This was originally posted as a thread on twitter
The Prevailing Wisdom
- The only acceptable cloud platforms to use for reliability are the big ones (AWS/GCP/Azure)
- We *must* have every service (including non production) on it's own server (best practice).
Where this often leads
- 5 codebases x 8 services x 2 environments (production, staging) x medium-level server ($96) = $7680/month.
The Reality
- The main line item on your team's cloud hosting bill is what's called a VM (virtual machine). Every platform has created it's own fancy name for this (Amazon is EC2, Google is Compute Engine) but behind the curtains you're paying for the same thing - commoditised, open source technology.
- There are many hosting services, with similar uptime stats, that sell the exact same thing the big platforms do, for 90% cheaper. For example the equivalent of a $96/month Azure server is available on contabo.com for $6.30/month.
- The cloud provider offerings are *intentionally* confusing to both technical and non-technical people.

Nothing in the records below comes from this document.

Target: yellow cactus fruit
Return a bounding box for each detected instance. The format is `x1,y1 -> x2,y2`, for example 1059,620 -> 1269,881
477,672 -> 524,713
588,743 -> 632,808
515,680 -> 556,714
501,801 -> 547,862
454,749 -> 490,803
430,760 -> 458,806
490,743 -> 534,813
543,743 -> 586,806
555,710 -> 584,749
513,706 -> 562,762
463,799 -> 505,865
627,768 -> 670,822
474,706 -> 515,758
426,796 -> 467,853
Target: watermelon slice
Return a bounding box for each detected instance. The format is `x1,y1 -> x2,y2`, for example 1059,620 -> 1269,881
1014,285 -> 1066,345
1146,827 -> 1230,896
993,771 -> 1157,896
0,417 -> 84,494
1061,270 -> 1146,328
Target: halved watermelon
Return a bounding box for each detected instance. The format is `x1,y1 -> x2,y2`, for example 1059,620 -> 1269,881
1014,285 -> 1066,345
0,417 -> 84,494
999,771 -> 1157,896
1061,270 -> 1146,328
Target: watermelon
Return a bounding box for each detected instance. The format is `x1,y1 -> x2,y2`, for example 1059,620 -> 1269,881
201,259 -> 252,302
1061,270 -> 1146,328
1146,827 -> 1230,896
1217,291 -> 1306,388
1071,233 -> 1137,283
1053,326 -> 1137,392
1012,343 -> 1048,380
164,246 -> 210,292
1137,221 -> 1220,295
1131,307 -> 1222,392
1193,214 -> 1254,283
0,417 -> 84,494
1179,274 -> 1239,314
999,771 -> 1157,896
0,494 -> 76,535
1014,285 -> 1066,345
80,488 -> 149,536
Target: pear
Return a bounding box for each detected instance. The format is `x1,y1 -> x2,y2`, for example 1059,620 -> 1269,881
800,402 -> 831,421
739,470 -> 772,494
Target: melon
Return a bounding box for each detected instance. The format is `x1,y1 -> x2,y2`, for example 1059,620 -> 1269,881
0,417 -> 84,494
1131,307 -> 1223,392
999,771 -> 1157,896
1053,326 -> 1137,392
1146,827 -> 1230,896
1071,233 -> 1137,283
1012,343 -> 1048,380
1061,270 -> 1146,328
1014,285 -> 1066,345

- Often, over-eager development teams will decompose a web application out into separate services. This means that instead of having one codebase and one place that this code is hosted, you know have 5 codebases and 5 different deployments. This 5x’es the maintenance burden and usually also 5x’es the cost. Now instead of having 2 or 3 instances to pay for (production, staging), you can end up with 10 to 15 instances.
- When your team says "This is just what it costs to run our software, we can't do it cheaper", they don't mean "This is the cost required to service our volume of traffic", they mean "This is what 'best practices' costs and this is what everyone else is doing so we're not overpaying"
- There are many teams out there paying many thousands per month for servers when the actual compute cost to service their volume is closer to $10/month - this sounds crazy but is true.